## From Fully-Connected Layers to Convolutions

in other nn models, we anticipate patterns we seek could involve interactions among features but we do not assume any structure concerning how these features interact. 

if we do not know how to create crafty architectures to solve such issues, an mlp may just be the best thing one could do. but for high dimensional data, such mlps can grow unweildy. 

for example, a neural network model that classfies dogs and cats pictures that are of size 1 mega pixel i.e., 1000000 dimensions, and a fully connected neural network of size 1000, would mean 1 billion parameters. even with a lot of patience and very well performing GPUs, it's infeasible. 

one might argue that we may not need a 1mp image. even if we reduce the quality down to 100000, it's still infeasible with billions of parameters. and fitting lots of parameters require collecting an enormous dataset. yet, humans are easily able to distinguish between them. this is because the images exhibit rich structure that can be exploited by humans and machine learning models alike. CNNs are one creative way to exploit the structure in such images. 

#### Invariance

spatial invariance: the model's ability to identify targets regardless of it's position in the image. for example the model should be able to identify pigs in the sky and planes on the ground. 

translation invariance: in the early layers of our network, the model should respond similarly to a patch regardless of it's position in the image. 
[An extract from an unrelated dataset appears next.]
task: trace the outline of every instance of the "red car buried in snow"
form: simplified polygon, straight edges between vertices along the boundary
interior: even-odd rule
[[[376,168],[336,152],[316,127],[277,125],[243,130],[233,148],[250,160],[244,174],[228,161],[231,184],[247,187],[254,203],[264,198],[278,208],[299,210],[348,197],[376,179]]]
locality principle: in the early layers of our network, the network should focus on local regions regardless of the contents of the image in other distant regions. eventually, these local representations can be aggregated to make predictions at the whole image level. 

#### Constraining the MLP

let X be a two dimensional image which is the input to the network and their hidden representations as H. they both have the same shape which is a two dimensional tensor. we assume that both the image and hidden representations possess spatial structure. 

we switch from weight matrices to tensors of fourth order. 

![hidden cell equation](./images/6/6.1.png "Hidden Layer Equation")

the transformation from W to V is purely cosmetic, to have a one to one correspondence with the weight tensor and the image. 

k = i + a,

l = j + b

the indices a and b run over both postitive and negative offsets, covering the entire image. 

ie., for any given location i, j in the hidden representation H, we compute the value by summing over the pixels in X, centered at i,j weighted by V(i, j, a, b)

#### Translation Invariance

translational invariance means a shift in the input should lead to the same shift in the hidden representation H. this is possible when V and U do not depend on i and j. so we simplify the definition of H as follows. 

![hidden cell equation](./images/6/6.2.png "Hidden Layer Equation")

this is called a _convolution_

we are essentially weighting the pixels at (i+a, j+b) in the vicinity of location (i, j) with coefficients V(a,b) to obtain the value H(i,j).

V(a,b) requires a lot less parameters thatn V(i,j,a,b) because we no longer depend on the location within the image. 

#### Locality

locality means we should not look very far from location (i,j) in order to gain relevant information to assess what's going on at H(i,j). this means we set a limit on a,b exceeding which we set V(a,b) to 0. 

the updated equation of this becomes

$$[\mathbf{H}]_{i, j} = u + \sum_{a = -\Delta}^{\Delta} \sum_{b = -\Delta}^{\Delta} [\mathbf{V}]_{a, b}  [\mathbf{X}]_{i+a, j+b}$$

this equation in a nutshell, is the convolution layer. 

convolutional neural networks are a family of neural networks that contain these convolution layers. 

V is referred to as convolution kernel/filter/layer's weights that are learned. 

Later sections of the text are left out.